Although HR professionals are performing well in dealing with tactical statutory compliance issues, they are failing miserably in more strategic areas such as mapping and managing staff competencies.
These are the key findings of a survey among HR directors and board members in 53 organisations across Europe undertaken by HR services provider Aon Hewitt. The research found that not one respondent expected to exceed corporate targets when tackling staff competency issues, anticipating employee expectations or ensuring a good mix of ages in the workforce.
Some 83% also admitted that they were below par in delivering work-life balance programmes, while 75% said they were not performing in relation to ensuring workforce and management diversity.
But almost half complained that their involvement in making strategic business decisions that affected people management policies and practices was too little too late – despite the fact that 83% believed that their chief executive had high or very high levels of perception as to what they did and the relationship was a co-operative one.

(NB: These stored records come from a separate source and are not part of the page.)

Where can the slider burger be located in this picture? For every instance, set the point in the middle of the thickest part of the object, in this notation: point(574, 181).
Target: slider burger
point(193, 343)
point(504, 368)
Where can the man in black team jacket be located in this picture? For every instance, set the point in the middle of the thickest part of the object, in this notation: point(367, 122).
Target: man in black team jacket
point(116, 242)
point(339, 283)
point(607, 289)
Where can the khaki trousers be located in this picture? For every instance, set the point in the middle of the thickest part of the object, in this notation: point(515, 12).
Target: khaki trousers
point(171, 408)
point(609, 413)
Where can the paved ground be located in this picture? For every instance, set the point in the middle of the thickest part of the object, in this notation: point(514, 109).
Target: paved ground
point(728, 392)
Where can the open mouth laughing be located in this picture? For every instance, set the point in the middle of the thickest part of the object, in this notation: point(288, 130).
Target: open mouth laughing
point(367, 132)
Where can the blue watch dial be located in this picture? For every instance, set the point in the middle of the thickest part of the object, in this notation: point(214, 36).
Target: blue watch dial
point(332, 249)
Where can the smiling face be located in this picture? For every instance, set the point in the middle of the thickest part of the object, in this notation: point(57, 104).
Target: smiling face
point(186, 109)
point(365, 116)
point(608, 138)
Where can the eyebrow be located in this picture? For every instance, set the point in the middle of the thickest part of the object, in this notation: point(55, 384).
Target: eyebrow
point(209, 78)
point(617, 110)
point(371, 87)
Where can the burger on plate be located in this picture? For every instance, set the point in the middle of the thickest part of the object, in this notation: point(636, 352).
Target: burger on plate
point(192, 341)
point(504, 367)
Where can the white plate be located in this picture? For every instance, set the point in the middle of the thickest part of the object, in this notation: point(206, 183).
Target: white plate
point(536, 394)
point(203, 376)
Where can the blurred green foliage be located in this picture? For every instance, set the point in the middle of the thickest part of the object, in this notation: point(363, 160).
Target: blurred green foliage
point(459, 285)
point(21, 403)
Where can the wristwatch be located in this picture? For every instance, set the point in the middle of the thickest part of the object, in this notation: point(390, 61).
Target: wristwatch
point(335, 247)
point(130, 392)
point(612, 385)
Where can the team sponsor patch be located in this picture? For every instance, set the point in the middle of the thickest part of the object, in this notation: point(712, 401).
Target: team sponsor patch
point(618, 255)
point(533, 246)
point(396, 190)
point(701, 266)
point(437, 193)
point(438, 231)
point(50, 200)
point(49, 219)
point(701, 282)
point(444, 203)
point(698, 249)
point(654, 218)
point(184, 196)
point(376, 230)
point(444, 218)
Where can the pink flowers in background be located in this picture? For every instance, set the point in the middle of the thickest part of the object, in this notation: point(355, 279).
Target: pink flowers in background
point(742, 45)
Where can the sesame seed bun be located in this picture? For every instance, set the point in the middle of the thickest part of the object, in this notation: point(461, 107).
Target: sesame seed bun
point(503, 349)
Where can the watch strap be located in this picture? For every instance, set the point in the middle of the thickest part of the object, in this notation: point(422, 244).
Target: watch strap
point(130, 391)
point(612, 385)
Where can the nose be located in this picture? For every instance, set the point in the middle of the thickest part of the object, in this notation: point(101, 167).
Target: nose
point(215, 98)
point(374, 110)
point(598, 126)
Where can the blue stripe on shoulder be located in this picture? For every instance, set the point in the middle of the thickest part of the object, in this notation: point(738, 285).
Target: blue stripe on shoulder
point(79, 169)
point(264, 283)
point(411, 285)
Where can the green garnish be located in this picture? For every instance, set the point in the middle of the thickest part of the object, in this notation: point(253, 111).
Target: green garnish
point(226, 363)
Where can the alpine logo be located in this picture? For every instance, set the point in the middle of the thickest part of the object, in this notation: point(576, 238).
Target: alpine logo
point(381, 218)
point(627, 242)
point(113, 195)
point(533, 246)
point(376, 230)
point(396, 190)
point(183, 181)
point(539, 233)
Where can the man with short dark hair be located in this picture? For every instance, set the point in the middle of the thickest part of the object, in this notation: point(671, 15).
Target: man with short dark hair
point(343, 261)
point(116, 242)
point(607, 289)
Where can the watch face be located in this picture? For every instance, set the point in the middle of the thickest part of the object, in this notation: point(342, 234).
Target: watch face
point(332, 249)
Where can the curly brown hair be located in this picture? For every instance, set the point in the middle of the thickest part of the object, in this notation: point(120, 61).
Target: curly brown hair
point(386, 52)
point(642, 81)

Leonardo Sfoza, Aon Hewitt’s head of EU affairs and research, said a culture of HR excellence was widely seen as a critical success factor for sustainable business success.

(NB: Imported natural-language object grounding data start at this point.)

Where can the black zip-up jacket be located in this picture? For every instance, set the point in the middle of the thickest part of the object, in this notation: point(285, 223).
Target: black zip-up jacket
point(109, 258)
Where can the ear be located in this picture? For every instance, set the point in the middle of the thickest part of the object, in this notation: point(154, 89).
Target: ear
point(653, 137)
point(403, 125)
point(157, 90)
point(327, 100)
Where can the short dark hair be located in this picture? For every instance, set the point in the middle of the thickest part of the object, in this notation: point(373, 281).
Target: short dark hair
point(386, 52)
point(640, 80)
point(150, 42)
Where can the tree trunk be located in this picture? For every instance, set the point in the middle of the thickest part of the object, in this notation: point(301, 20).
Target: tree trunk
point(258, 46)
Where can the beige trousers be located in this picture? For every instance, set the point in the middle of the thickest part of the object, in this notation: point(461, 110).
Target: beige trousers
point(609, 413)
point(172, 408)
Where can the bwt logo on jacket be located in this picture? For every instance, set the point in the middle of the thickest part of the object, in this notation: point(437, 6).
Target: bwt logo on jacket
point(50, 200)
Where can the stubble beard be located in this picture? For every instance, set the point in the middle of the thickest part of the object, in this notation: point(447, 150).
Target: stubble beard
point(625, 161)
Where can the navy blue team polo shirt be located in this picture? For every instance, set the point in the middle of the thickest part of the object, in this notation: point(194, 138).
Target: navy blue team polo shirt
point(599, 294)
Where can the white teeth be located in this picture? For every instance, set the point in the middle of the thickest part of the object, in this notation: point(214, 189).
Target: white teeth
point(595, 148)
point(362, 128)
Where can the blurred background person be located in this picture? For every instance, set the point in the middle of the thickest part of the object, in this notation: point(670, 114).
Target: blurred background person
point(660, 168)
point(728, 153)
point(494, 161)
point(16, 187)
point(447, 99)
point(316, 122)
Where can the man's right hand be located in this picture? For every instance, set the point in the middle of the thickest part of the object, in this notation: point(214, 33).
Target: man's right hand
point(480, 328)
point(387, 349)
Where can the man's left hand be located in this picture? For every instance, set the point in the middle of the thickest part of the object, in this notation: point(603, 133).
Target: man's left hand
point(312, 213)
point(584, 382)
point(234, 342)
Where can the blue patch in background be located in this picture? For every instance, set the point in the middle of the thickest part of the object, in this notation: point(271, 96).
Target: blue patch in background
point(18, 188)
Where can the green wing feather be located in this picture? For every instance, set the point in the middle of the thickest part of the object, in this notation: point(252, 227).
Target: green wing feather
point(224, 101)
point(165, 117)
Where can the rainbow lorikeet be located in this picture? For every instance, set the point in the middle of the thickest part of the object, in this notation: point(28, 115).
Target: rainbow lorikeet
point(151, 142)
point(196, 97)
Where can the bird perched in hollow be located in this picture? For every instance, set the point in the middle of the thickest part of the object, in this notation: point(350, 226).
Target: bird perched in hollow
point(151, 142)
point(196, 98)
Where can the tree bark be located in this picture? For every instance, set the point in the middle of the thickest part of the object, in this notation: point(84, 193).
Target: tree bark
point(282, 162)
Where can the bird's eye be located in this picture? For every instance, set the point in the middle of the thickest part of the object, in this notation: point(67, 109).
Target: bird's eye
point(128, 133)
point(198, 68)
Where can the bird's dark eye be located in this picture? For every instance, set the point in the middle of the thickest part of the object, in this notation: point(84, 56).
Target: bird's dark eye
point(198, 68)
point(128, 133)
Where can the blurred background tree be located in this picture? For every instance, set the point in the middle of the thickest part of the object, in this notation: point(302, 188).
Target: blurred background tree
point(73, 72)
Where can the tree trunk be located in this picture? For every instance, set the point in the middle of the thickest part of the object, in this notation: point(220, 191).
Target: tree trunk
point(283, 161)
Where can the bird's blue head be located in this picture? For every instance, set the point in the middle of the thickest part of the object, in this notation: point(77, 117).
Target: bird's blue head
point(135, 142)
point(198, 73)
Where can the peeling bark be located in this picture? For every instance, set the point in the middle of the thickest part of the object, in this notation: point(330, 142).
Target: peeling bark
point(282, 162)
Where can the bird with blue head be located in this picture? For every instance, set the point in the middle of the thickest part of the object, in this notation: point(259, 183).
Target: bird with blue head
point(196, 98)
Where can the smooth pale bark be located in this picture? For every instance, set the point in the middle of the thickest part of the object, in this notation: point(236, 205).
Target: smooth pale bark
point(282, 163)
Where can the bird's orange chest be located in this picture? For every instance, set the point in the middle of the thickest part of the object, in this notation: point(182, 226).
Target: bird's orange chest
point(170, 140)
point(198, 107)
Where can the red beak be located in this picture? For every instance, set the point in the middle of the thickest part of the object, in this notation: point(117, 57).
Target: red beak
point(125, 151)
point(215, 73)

But he warned: “Without a renewed joint engagement by HR professionals, line of business leaders and managers, it will be difficult to overcome the current bottleneck and to ensure that HR excellence becomes the norm rather than the exception in far more organisations.”
Nonetheless, three out of five respondents expected to see boost their functional expertise in developing leadership and talent over the next three years. A further 57% anticipated boosting skills in relation to change management, while 52% thought they would be providing more strategic advice to management.
Only just under one in five expected to see changes to their role in terms of risk management, however. As a result, Sfoza said: “This is an area that seems considerably under-estimated by HR leaders. Companies would benefit from much greater attention than is currently the case given the broad spectrum of people-related risks that many undermine corporate reputation, performance and safety.”